Support Questions

Find answers, ask questions, and share your expertise
Announcements
Celebrating as our community reaches 100,000 members! Thank you!

Is it possible to export avro files from Hadoop to Teradata with Sqoop? And if ‘yes’, how?

avatar
New Contributor

Hi.

I’m asking this way because we imported data from Teradata to HDFS with Sqoop. I found many examples in the internet how to do it. It works an everything seems to be ok. I used the –as-avrodatafile command and also know where to find the .avsc file.

But now I am trying to export the same data back to my Teradata Table. I found many examples how to use the export in Sqoop to export .csv files. I was successful in exporting these files to teradata. But I couldn’t find anywhere how you can do it if you have avro files.

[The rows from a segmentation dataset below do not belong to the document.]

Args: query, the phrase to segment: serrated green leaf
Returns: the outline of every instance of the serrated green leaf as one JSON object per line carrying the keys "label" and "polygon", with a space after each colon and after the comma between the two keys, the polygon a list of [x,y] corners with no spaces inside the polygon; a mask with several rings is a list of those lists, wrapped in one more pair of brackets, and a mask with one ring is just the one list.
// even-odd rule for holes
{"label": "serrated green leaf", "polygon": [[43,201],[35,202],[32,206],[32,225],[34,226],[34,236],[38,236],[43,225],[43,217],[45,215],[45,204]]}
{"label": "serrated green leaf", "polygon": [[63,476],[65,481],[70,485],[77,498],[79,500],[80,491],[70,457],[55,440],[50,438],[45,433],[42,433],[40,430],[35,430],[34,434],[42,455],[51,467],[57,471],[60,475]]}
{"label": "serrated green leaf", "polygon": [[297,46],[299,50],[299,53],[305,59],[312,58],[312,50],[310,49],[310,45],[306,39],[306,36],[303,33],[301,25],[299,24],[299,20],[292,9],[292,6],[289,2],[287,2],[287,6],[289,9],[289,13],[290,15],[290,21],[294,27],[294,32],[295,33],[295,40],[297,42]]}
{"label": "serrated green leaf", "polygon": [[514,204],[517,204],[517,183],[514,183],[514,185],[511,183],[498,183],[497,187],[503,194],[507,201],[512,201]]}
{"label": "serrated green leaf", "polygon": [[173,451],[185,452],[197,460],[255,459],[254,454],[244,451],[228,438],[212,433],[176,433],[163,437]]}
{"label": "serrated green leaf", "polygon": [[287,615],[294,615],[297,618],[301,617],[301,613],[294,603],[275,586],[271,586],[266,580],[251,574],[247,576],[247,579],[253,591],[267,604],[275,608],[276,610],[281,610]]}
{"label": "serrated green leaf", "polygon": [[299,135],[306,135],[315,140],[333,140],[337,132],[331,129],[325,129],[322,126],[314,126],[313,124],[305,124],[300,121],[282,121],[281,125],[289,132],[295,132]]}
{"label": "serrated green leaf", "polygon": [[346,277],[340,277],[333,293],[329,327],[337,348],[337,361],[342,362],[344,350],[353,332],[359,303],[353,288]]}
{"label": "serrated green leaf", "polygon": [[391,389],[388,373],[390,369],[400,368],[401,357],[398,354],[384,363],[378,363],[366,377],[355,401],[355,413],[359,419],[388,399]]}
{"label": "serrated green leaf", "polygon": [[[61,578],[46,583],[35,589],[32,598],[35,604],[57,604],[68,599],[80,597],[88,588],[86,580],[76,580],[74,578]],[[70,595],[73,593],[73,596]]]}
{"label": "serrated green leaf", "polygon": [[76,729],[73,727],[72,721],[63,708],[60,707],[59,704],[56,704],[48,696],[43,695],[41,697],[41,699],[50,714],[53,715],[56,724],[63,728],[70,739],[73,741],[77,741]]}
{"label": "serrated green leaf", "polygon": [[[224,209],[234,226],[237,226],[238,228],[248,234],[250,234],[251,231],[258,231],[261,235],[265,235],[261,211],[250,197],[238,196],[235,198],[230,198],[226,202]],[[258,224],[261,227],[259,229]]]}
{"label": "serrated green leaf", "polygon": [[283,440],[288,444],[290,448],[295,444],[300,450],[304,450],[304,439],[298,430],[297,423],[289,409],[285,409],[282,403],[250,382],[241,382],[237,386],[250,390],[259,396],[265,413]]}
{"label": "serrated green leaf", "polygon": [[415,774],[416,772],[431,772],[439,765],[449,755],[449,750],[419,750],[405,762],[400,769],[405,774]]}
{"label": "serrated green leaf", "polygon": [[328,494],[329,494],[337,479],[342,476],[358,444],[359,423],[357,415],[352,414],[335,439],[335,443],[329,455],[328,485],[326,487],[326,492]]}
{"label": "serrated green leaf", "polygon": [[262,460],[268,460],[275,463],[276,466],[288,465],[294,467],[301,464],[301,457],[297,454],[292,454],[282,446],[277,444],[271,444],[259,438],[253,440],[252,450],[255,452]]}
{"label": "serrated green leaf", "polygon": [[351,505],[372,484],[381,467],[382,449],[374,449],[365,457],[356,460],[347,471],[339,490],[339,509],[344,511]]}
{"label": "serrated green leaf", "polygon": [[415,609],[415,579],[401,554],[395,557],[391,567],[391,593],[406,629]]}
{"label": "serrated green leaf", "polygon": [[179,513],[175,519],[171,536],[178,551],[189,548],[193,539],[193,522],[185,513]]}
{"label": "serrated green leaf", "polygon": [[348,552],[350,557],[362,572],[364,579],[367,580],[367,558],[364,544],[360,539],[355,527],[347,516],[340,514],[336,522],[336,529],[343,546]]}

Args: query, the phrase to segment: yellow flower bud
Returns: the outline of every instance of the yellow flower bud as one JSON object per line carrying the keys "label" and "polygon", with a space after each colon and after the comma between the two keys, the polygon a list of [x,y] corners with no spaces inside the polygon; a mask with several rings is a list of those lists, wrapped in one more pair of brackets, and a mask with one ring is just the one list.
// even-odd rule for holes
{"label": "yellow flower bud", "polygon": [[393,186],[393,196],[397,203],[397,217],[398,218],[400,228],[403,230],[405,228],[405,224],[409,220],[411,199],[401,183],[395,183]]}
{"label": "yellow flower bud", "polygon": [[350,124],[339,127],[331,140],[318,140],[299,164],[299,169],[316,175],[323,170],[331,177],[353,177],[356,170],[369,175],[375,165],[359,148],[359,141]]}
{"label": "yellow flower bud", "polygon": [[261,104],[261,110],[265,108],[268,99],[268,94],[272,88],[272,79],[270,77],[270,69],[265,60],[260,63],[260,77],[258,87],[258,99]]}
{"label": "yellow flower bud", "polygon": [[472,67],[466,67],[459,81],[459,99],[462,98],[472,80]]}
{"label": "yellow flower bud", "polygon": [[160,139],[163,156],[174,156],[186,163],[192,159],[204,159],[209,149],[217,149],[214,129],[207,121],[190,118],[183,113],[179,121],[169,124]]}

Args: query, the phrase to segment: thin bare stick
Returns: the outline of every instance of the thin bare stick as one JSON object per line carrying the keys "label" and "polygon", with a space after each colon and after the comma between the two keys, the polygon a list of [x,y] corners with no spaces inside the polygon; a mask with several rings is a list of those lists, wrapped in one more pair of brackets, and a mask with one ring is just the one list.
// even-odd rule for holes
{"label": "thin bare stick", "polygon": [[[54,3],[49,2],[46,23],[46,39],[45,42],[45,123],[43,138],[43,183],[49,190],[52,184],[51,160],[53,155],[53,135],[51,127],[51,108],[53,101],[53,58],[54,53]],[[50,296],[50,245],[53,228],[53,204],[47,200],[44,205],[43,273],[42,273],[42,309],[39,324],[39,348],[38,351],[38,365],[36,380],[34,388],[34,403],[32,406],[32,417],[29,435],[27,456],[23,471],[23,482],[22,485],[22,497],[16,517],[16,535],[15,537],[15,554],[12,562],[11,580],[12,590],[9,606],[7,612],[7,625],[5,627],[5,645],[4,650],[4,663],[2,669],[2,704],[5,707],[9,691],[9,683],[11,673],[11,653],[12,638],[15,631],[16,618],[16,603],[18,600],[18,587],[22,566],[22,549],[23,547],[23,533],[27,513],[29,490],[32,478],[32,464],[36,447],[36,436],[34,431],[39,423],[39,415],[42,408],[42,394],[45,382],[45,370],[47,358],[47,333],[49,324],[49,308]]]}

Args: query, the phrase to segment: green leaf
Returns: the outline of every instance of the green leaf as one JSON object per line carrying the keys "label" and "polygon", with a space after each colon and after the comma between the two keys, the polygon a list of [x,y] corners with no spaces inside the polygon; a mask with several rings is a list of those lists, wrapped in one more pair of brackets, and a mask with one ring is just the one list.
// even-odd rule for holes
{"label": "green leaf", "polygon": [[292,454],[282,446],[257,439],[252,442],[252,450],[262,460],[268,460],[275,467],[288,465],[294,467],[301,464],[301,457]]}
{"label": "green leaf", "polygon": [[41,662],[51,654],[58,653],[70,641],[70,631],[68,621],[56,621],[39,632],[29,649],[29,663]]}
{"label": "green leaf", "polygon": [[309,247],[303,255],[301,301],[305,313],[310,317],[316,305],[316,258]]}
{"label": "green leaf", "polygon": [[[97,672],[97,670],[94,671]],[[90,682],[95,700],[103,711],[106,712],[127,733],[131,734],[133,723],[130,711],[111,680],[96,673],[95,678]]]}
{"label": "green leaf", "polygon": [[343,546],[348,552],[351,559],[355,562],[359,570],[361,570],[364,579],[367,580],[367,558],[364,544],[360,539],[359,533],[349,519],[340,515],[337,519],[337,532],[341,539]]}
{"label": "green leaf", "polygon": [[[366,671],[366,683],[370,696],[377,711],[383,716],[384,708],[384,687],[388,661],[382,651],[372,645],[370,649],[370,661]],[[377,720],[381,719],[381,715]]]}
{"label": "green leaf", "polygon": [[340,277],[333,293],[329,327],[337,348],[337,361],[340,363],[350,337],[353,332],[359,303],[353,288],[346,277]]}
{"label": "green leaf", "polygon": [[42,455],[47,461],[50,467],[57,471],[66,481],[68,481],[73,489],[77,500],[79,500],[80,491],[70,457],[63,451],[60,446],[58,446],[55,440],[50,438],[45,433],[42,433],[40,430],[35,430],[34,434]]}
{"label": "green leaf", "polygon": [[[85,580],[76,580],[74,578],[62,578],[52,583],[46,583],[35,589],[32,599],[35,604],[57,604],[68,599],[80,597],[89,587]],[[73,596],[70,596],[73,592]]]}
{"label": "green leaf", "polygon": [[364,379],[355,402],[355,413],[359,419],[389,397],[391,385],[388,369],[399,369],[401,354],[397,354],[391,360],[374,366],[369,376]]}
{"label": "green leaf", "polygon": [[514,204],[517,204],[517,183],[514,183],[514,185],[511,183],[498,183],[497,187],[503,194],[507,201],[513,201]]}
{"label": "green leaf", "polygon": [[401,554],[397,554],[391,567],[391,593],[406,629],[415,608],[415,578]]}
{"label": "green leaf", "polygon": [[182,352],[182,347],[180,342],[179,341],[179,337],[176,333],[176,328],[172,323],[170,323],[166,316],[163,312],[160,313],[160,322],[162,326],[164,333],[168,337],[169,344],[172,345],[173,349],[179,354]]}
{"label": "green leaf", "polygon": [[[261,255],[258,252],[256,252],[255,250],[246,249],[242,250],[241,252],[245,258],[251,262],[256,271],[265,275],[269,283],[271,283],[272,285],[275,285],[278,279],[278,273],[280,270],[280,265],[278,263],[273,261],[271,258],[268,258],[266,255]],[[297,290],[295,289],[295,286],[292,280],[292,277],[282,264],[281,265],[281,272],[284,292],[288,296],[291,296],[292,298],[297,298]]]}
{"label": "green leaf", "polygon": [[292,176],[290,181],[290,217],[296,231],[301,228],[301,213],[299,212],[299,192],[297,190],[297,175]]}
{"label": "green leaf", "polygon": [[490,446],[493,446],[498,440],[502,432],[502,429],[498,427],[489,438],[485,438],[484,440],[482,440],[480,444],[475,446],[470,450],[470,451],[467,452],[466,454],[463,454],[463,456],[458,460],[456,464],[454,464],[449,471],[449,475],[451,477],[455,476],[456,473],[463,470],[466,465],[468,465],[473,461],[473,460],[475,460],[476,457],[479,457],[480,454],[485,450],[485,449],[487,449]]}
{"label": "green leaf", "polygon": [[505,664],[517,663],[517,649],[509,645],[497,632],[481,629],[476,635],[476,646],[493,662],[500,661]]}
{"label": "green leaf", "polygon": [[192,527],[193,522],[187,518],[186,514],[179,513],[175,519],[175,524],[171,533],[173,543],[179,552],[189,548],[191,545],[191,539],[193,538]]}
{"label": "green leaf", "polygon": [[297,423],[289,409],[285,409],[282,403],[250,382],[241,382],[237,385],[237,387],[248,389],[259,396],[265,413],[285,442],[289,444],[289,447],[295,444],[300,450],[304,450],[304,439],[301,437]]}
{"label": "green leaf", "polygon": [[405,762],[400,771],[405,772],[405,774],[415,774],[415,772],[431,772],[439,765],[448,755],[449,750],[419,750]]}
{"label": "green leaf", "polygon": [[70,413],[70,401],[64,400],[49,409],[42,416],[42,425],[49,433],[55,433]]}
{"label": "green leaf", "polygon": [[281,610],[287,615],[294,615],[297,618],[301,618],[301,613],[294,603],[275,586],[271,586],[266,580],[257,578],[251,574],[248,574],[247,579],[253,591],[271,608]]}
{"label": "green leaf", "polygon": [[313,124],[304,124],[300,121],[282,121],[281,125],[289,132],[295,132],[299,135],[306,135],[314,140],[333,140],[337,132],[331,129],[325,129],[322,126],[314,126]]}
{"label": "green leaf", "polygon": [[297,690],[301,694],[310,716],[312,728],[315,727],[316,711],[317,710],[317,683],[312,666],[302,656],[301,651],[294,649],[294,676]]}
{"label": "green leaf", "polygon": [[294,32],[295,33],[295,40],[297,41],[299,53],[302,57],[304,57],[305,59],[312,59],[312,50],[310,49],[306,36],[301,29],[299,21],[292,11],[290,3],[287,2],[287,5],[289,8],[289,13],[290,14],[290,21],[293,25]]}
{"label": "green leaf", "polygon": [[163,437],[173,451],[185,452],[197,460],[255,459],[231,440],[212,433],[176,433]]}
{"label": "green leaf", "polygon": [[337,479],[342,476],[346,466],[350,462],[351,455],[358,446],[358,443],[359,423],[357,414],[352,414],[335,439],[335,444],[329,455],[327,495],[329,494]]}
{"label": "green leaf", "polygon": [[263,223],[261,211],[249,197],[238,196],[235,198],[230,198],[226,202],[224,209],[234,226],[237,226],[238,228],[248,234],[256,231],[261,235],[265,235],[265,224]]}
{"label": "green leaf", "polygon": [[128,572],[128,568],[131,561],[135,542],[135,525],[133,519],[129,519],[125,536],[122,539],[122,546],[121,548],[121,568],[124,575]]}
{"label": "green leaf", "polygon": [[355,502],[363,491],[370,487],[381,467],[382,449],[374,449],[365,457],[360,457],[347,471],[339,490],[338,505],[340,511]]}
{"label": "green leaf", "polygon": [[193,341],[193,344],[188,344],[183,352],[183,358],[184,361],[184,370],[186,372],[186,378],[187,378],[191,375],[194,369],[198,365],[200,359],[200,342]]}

Can anyone give me some help, for example a link to a tutorial or a code example?

1 ACCEPTED SOLUTION

avatar
Master Mentor

Interesting question, I should try it out. That said if you can't figure out on your own or won't get other responses, then try creating a hive schema on top of your avro files, then run the following statement in hive to create a new table in orc or text format from your original avro table. Then you should be able to find examples of exporting with sqoop from orc or text

create table newtable as select * from avrotable
--sample avro backed hive table

CREATE DATABASE DEMO;
USE DEMO;
CREATE EXTERNAL TABLE mailinglist
  COMMENT "just drop the schema right into the HQL"
  ROW FORMAT SERDE
  'org.apache.hadoop.hive.serde2.avro.AvroSerDe'
  STORED AS INPUTFORMAT
  'org.apache.hadoop.hive.ql.io.avro.AvroContainerInputFormat'
  OUTPUTFORMAT
  'org.apache.hadoop.hive.ql.io.avro.AvroContainerOutputFormat'
  LOCATION '/tmp/rdbms'
  TBLPROPERTIES (
    'avro.schema.literal'='{
      "type": "record",
      "name": "mailinglist",
      "namespace": "any.data",
      "fields": [
        {
          "name": "id",
          "type": [
            "null",
            "int"
          ]
        },
        {
          "name": "first_name",
          "type": [
            "null",
            "string"
          ]
        },
        {
          "name": "last_name",
          "type": [
            "null",
            "string"
          ]
        },
        {
          "name": "email",
          "type": [
            "null",
            "string"
          ]
        },
        {
          "name": "gender",
          "type": [
            "null",
            "string"
          ]
        }
      ]
    }');

View solution in original post

2 REPLIES 2

avatar
Master Mentor

Interesting question, I should try it out. That said if you can't figure out on your own or won't get other responses, then try creating a hive schema on top of your avro files, then run the following statement in hive to create a new table in orc or text format from your original avro table. Then you should be able to find examples of exporting with sqoop from orc or text

create table newtable as select * from avrotable
--sample avro backed hive table

CREATE DATABASE DEMO;
USE DEMO;
CREATE EXTERNAL TABLE mailinglist
  COMMENT "just drop the schema right into the HQL"
  ROW FORMAT SERDE
  'org.apache.hadoop.hive.serde2.avro.AvroSerDe'
  STORED AS INPUTFORMAT
  'org.apache.hadoop.hive.ql.io.avro.AvroContainerInputFormat'
  OUTPUTFORMAT
  'org.apache.hadoop.hive.ql.io.avro.AvroContainerOutputFormat'
  LOCATION '/tmp/rdbms'
  TBLPROPERTIES (
    'avro.schema.literal'='{
      "type": "record",
      "name": "mailinglist",
      "namespace": "any.data",
      "fields": [
        {
          "name": "id",
          "type": [
            "null",
            "int"
          ]
        },
        {
          "name": "first_name",
          "type": [
            "null",
            "string"
          ]
        },
        {
          "name": "last_name",
          "type": [
            "null",
            "string"
          ]
        },
        {
          "name": "email",
          "type": [
            "null",
            "string"
          ]
        },
        {
          "name": "gender",
          "type": [
            "null",
            "string"
          ]
        }
      ]
    }');

avatar
New Contributor

Thank you Artem!

I think it is a good idea to do it this way, if there is no other possibility. We use the avro files as backup before we update the data on Teradata. If we just need some information, we can do it with the hive schema on top of the avro files.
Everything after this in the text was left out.